Yeah, I've spent HOURS poring over that book, must have read it a hundred times. I still take it with me if I know I'm gonna be in a waiting room somewhere for a while. Makes me feel like I missed out on the great days of slot cars by being born too late, LOL.

--rick


----------



## Dslot (Sep 2, 2007)

*The Poni-Tails*

This is for you, Rick.

But you probably don't remember these little gals, either.


----------



## ParkRNDL (Mar 20, 2002)

'Course I remember it. My dad had that in his shoebox of old 45's. :thumbsup:

--rick


----------



## Dslot (Sep 2, 2007)

ParkRNDL said:


> 'Course I remember it.
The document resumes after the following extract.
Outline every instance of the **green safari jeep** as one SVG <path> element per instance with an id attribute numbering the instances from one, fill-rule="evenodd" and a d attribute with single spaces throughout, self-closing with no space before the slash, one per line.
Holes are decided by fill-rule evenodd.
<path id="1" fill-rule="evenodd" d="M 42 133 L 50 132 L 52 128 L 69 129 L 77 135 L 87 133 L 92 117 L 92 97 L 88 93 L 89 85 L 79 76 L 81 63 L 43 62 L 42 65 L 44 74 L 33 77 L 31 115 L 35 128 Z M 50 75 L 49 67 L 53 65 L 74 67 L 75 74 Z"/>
My dad had that in his shoebox of old 45's. :thumbsup: --rick


Ouch.

-- D


----------



## ParkRNDL (Mar 20, 2002)

Dslot said:


> Ouch.
> 
> -- D


Zing!!! Hey man, I was just funnin'. :hat:

--rick


----------



## Dslot (Sep 2, 2007)

Ditto, Rick. 

Just playin' along. No offense taken. 

I'm at that stage when being an O.F. is still an amusing novelty. 
Not sure how I'll feel about it in ten years, but for now -- 









nyah, I remember when vibes were cutting-edge technology, y' whippersnappers!

-- D


----------



## A/FX Nut (May 28, 2004)

I've got this book also. I bought it in 1997 and it's wearing out. 

Lots of good info and stories. My favorite is the one about getting sponsership money for the Ford Aurora Grand National.

Randy.


----------